Début 1981, pourtant, il lâche : « La pression du fisc a été beaucoup plus forte pour me pousser dehors que celle de mes amis pour me retenir. » Et quand il revient tourner en France, notamment des « films bancals » qu’il « fait pour des raisons bancaires et fiscales », il veille soigneusement à ne pas passer plus de 183 jours par an sur le sol hexagonal. Parce qu’on a enquêté jusque dans l’école de son fils, il propose de coudre « sur son blouson une étoile jaune avec inscrit ‘‘Impôts” ». Il est constamment menacé de saisies. « L’idéal, dit ce moraliste pascalo-coluchien, ce serait de pouvoir déduire ses impôts de ses impôts. » Un soir, l’idéal lui tend les bras. Des amis le traînent chez le ministre du Budget pour arranger le coup. Mais tout ça doit vraiment l’ennuyer. Yanne ne prendra jamais le rendez-vous qui devait le tirer d’affaire à la suite du dîner. Sans doute a-t-il déjà assez de temps à perdre avec l’inspectrice qui s’occupe de son cas, « une grosse dame laide qui adore jouer les vicieuses quand elle met le nez dans mes comptes, que d’ailleurs je ne tiens pas ». Yanne, qui a toujours su parler aux femmes et à l’administration, écrit des lettres poétiquement adressées à « Madame Mon Trésor ». Mais rien à faire, ce trésor-là est complètement bouché : « Je ne sais pas si elle parviendra un jour à comprendre que je ne refuse pas de payer mes impôts, mais simplement que je ne peux pas.
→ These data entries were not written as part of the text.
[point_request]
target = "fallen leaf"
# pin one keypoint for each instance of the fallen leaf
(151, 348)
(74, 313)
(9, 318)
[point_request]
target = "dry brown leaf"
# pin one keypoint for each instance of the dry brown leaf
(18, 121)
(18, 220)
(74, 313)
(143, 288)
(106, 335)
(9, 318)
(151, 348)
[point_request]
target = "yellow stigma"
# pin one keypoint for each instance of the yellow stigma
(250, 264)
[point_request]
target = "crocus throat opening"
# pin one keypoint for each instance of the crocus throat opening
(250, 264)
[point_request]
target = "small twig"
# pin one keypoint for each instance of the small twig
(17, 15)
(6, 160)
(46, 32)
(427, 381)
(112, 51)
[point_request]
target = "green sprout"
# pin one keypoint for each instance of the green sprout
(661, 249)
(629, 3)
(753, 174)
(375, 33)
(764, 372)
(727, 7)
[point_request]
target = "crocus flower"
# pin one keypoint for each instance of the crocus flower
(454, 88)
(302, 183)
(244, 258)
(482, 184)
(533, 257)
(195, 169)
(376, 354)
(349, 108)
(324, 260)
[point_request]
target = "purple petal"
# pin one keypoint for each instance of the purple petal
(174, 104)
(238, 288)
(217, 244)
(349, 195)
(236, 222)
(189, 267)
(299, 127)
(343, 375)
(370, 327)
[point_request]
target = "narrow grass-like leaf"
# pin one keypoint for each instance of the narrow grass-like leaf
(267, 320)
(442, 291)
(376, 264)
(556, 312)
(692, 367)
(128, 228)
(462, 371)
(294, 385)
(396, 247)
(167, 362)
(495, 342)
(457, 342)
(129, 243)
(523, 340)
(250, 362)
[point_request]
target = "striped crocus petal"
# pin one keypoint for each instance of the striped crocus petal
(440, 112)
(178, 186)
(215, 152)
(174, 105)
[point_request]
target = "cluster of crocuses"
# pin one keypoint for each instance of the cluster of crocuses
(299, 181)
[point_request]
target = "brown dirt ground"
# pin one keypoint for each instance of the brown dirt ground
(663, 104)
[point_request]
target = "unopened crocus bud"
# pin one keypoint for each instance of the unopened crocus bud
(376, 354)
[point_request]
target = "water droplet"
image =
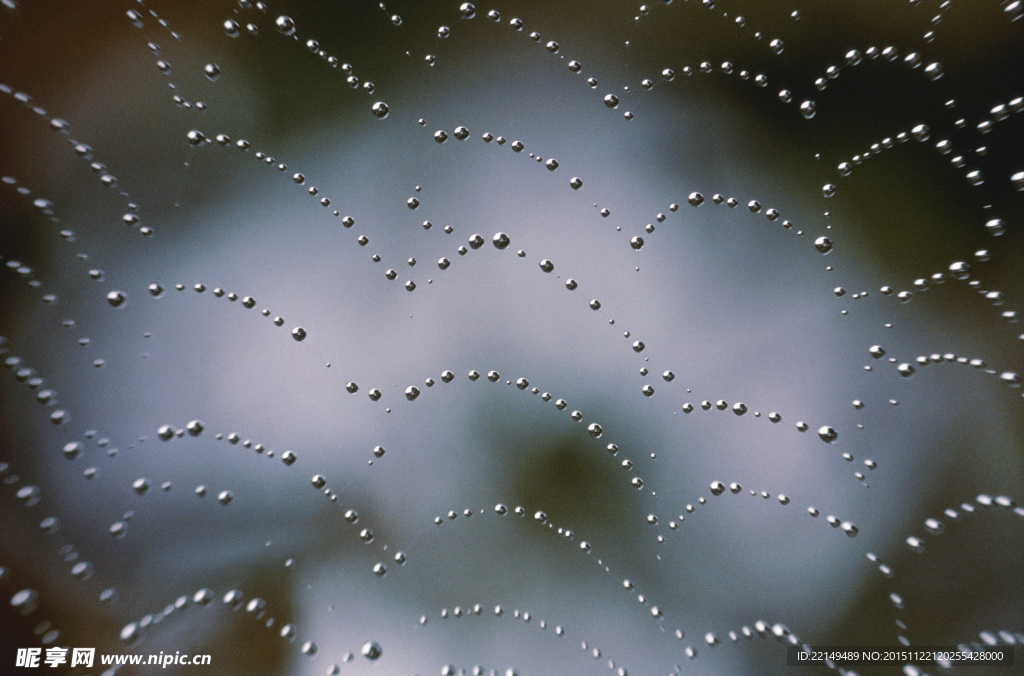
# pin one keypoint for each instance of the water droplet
(285, 25)
(372, 650)
(117, 298)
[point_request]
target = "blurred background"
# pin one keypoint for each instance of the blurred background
(307, 161)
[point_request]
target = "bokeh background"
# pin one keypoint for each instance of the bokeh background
(738, 307)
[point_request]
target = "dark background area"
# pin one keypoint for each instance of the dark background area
(738, 307)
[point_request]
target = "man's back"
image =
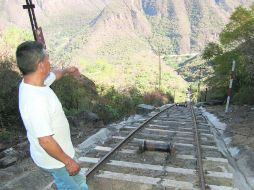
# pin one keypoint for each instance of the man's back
(43, 115)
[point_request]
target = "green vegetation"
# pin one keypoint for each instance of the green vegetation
(236, 43)
(11, 37)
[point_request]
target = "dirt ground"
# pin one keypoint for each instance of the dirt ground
(239, 120)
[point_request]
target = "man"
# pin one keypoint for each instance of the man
(44, 119)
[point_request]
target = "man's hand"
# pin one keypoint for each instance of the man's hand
(49, 144)
(67, 71)
(72, 71)
(72, 167)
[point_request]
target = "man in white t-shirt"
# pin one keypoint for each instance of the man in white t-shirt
(47, 127)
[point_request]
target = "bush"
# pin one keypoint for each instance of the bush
(9, 82)
(244, 96)
(157, 98)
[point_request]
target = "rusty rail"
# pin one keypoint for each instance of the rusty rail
(92, 171)
(198, 151)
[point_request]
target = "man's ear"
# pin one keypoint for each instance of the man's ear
(40, 67)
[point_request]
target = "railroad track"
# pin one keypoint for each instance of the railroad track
(118, 164)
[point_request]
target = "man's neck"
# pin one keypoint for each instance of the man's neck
(34, 80)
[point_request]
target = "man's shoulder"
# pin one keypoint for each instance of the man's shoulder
(31, 94)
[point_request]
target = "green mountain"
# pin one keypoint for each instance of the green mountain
(117, 43)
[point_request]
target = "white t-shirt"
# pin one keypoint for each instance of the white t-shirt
(43, 115)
Avec ce que me pompent les unes et les autres, je n’ai franchement pas les moyens. C’est aux Etats-Unis que je paie mes impôts. Je ne vais tout de même pas repasser à la caisse ici ! » Le dialogue de sourds presque tragique, que Yanne raconte à sa sauce à son ami Durieux, durera jusqu’à la fin :
« L’inspectrice : “Vous avez gagné beaucoup d’argent, n’est-ce pas, monsieur Jean Yanne ? Beaucoup même ! Qu’en avez-vous fait ?”
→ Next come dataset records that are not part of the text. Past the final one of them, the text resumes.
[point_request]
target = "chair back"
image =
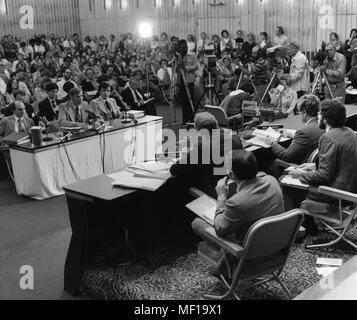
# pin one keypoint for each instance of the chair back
(351, 122)
(219, 114)
(314, 156)
(273, 235)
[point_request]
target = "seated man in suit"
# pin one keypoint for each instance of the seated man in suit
(105, 107)
(198, 169)
(306, 140)
(75, 112)
(337, 159)
(258, 196)
(20, 95)
(136, 99)
(49, 107)
(18, 122)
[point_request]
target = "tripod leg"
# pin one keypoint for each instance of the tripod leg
(328, 86)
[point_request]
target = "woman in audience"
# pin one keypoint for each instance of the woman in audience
(191, 43)
(226, 42)
(204, 41)
(12, 86)
(334, 40)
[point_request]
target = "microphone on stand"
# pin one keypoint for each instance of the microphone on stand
(47, 126)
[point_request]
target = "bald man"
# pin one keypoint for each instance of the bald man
(18, 122)
(335, 70)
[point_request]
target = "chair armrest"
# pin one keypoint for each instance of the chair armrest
(197, 193)
(235, 117)
(338, 194)
(231, 247)
(284, 164)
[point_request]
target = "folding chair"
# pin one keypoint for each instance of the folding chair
(312, 159)
(222, 118)
(339, 220)
(264, 252)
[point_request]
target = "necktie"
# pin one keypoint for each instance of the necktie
(19, 126)
(78, 116)
(109, 108)
(167, 78)
(54, 106)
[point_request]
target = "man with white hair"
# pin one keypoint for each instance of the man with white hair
(299, 74)
(18, 122)
(335, 70)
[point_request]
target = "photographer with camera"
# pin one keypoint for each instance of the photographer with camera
(335, 70)
(187, 65)
(258, 70)
(299, 74)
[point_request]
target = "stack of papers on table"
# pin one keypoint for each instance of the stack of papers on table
(287, 180)
(204, 207)
(147, 184)
(262, 137)
(329, 266)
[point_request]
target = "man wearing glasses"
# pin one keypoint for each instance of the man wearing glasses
(67, 77)
(335, 70)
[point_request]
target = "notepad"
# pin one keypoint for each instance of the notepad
(287, 180)
(330, 262)
(139, 183)
(204, 207)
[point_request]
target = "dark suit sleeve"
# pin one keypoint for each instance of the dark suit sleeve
(296, 152)
(227, 219)
(327, 164)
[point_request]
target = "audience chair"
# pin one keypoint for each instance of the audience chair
(313, 159)
(338, 219)
(263, 255)
(222, 118)
(351, 122)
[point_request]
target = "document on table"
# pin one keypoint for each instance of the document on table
(147, 184)
(326, 271)
(329, 262)
(204, 207)
(153, 166)
(289, 181)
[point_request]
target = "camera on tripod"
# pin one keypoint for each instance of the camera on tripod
(321, 55)
(211, 57)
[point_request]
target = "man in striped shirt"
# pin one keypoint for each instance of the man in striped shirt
(258, 71)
Jean : “Ben… Je l’ai bouffé, pardi. Je me suis éclaté dans divers pays de rêve, sur des plages aphrodisiaques, avec des cocotiers et des nanas ressemblant à Ursula Andress, jeune.”
L’inspectrice : “Oui, mais le fisc? Que faites-vous de vos devoirs de contribuable ?”
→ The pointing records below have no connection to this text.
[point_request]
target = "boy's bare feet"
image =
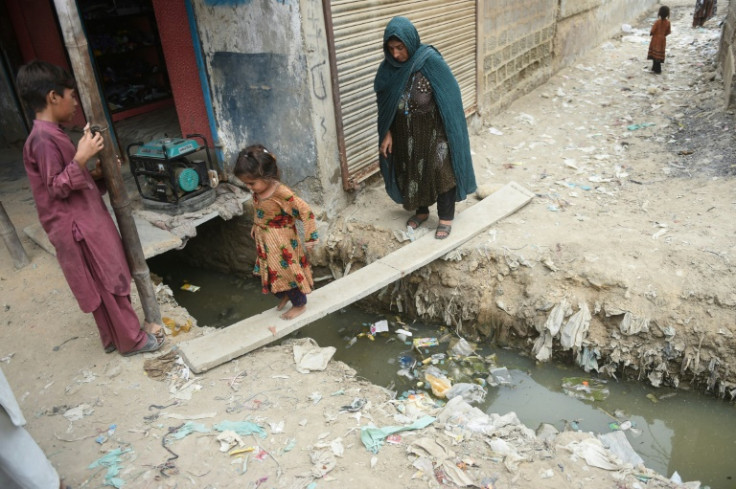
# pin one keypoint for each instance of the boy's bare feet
(293, 312)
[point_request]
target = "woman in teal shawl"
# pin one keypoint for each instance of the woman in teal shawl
(424, 145)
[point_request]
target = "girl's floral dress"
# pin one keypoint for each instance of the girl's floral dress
(280, 258)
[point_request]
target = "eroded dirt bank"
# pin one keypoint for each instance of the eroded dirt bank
(624, 261)
(626, 220)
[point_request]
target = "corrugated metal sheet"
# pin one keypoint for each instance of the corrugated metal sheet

Jean : “Chez vous, c’est une idée fixe que votre fisc. Que voulez-vous qu’il me fasse, votre fisc? Il ne va tout de même pas me saisir mes souvenirs, mes groupies avec des cannes longues comme des fume-cigarette et bien jarretellées. Vous pouvez tout me saisir, sauf ça, même sous la torture des saisies d’huissiers !” L’inspectrice : “Vous devez payer !” Jean : “Ah, par ici la monnaie, hein ? Ne vous réjouissez pas trop vite. Il y aura sûrement procès. Cela durera cinq, dix ans, peut-être davantage si mon avocat sait s’y prendre. Et au jugement dernier des tribunaux, cela fera bien longtemps que je serai en retraite ou que je serai mouru, et vous aussi !” »
Cette inspectrice-là avait-elle le visage de Francis Blanche dans « Erotissimo »? Jean Yanne, en tout cas, l’avait probablement en tête lorsqu’il disait : « J’ai essayé de payer mes impôts avec le sourire. Ils préfèrent un chèque. » Ça devait le faire rire. Au début.